Since Wheeling-Pitt was no longer transporting coal, it designated another shipment to which it requested that CSX apply the $.65 per net ton discount. CSX refused. Wheeling-Pitt argues that it is entitled to the discount, or at least the value of the remaining unrealized dis- count. CSX argues that the $.65 per ton discount applied only to coal shipped under Contract 2067 and the discount could not be applied to other shipments. At the time Wheeling-Pitt sold the Omar Mine, CSX had not applied the discount to 5,051,164 tons of coal.

II. DISCUSSION

We review the district court's grant of summary judgment de novo. Roe v. Doe, 28 F.3d 404, 406 (4th Cir. 1994). When considering a summary judgment motion in the context of a contract dispute, the court must first determine whether the contract is ambiguous or unambiguous on its face. World-Wide Rights Limited Partnership v. Combe, Inc., 955 F.2d 242, 245 (4th Cir. 1992).

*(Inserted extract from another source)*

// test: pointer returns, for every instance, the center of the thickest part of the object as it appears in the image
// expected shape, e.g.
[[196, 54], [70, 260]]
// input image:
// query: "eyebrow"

If the contract is unambiguous, the court may interpret the contract as a matter of law and grant summary judgment. Id. In interpreting the contract, the court must construe the terms of the contract so as to give meaning and effect to every part of the contract. Goodman v. Resolution Trust Corp. , 7 F.3d 1123, 1127 (4th Cir. 1993). In addition, contracts containing unambiguous language must be construed according to their plain and natural meaning. Fraternal Order of Police v. City of Fairmont , 468 S.E.2d 712, 716 (W. Va. 1996); Marchetti v. Karpowich, 667 A.2d 724, 727 (Pa. Super. Ct. 1995).3 _________________________________________________________________ 3 The parties disagree as to whether West Virginia or Pennsylvania law applies.